The Tester would carefully inspect suspected coins, weigh them against the official standard (an “Attic” or Athenian tetradrachm was supposed to weigh 17.24 grams), and perhaps make test cuts on the edge with a small chisel to see if there was a plated core.

Many surviving owls bear such test cuts, which greatly reduce their value to collectors. Some counterfeit owls, even with noticeably deficient weight, managed to survive intact and be collectable today — a 12.44 gram example sold for $300 in a recent auction.

Athens Emergency SIlver Tetradrachms 404BC

However, during the Peloponnesian War (431 – 404 BC), under attack by Sparta, Athens issued its emergency coinage in 406 BC, which was fourrée with a copper core and thin silver plating. When peace returned in 406 BC, the economy gradually recovered, and by 393 BC, Athenians could exchange their emergency coins for good silver.

The Romans


Sulla bUSTThe Roman dictator Sulla introduced his own anti-forgery law (lex Cornelia de falsis), that reintroduced serrated edges on precious metal coins, an anticounterfeiting measure that had been tried earlier. The crime of falsum consisted of acts of fraud that were injurious to the public (fides public), such as forgery, counterfeiting money, and perverting the course of justice by fraud and perjury. Under the Roman Twelve Tables, a person who gave false testimony should be thrown from the Tarpeian Rock (Gell. xxi. 53). Any judge who took a bribe should be liable to capital punishment (Gell. xxi. 7). The next legislation in falsum, was contained in one of the Leges Corneliae passed in the time of the dictator Sulla. According to Cicero, two types of fraud were covered by the Lex Testamentaria and the Lex Numaria (Verr. ii. 1, 42). Paulus, who gives its provisions, entitles it Lex Cornelia Testamentaria. The Lex Cornelia appears to have included only two specific kinds of falsum: forgery and suppression of wills, adulteration of the coinage, and counterfeiting.
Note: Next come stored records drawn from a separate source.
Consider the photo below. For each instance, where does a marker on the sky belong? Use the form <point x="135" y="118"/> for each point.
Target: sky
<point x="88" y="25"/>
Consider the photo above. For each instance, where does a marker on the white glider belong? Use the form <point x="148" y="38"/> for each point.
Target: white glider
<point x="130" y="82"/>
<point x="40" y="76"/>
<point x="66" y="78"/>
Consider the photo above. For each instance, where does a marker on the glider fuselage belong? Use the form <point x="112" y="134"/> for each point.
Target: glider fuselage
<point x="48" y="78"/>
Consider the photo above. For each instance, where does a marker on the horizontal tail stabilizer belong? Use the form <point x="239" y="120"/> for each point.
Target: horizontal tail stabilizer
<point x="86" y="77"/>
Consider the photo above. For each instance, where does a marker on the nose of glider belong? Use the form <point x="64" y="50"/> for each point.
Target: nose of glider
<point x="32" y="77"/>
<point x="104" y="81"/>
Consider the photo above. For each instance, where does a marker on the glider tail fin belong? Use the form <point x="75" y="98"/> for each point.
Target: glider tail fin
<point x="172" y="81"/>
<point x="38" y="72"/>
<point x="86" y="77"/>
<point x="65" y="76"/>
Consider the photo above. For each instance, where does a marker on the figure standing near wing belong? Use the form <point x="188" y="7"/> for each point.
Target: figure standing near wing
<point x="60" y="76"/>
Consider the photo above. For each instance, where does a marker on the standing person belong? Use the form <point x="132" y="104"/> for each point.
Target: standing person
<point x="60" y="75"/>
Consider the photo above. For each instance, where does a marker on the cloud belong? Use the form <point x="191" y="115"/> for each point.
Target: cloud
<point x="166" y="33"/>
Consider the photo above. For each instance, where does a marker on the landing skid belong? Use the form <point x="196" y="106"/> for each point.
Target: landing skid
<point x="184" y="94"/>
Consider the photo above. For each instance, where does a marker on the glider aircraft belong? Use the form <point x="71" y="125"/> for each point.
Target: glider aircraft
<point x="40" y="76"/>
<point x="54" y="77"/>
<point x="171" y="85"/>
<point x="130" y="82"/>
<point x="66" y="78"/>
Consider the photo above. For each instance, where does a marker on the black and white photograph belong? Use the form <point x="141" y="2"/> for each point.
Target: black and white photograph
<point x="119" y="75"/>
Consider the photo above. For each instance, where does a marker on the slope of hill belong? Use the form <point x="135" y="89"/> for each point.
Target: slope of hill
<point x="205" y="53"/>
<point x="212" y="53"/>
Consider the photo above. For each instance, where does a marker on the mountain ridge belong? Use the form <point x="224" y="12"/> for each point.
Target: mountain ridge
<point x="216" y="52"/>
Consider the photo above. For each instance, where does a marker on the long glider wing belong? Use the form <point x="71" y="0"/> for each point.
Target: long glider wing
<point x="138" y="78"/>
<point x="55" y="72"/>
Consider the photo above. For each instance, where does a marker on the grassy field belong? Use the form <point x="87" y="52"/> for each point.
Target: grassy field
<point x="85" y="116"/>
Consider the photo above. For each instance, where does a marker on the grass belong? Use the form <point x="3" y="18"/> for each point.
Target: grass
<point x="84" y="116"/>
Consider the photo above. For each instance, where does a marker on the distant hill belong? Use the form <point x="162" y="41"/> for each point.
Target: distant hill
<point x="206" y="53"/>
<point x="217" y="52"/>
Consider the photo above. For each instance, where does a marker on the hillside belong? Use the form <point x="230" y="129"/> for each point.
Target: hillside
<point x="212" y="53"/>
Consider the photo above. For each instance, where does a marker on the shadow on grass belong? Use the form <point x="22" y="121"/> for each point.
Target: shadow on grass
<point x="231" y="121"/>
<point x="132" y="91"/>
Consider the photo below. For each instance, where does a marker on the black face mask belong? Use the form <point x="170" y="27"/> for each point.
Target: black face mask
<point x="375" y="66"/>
An offence against either branch of falsum was a crime against the public (crimen publicum). The punishment of falsum under the law (at least when Paulus wrote) was deportatio in insulam for the higher (“honestiores”) offense and the mines, crucifixion, or other degrading punishment for the lower (“humiliores”). In place of deportatio in insulam the punishment, according to the statute itself, was probably the old form of banishment, known as ignis et aquae interdictio (q. v.). The property of a convicted person was also confiscated.

Sulla reintroduced the serrated denarii, or serrati, which featured about 20 notched chisel marks on the edge of the coin. These marks were produced to demonstrate the integrity of the coin. This effort proved futile since examples of fourrée serrati also exist.


Claudius AR Denarii FOURREE' - R

The production of fourrées extends back in time to the first coinage in Asia Minor during the 7th century BC. The most common method for producing a fourrée was to take a flan of copper, wrap it with silver foil, heat it, and strike it with the dies. If the coin in this manner was sufficiently heated and struck hard enough so this outer layer of alloy (a mixture of 72% silver and 28% copper) had a lower melting point of any mixture of these two metals. Thus, the outer foil was fused together with the core. Exposure of the deception was often due to wear at the high points of the coin, or moisture trapped between the layers that caused the foil to bubble and then break as the core corroded.

TACITUS Antoninianus Silver Plated


Tacitus Antoninianus Silver Platted

During the Crisis of the Third Century, the Roman coinage collapsed with the barbarian invasions. The coinage was heavily debased of precious metal coinage containing just 5% silver or less. It was then chemically leached or pickled to dissolve the copper from the surface, producing a surface of almost pure silver that would quickly wear away. These “silvered” coins are not considered fourrées since they are not actually plated, given the metal is actually a continuous layer and was officially produced by the government.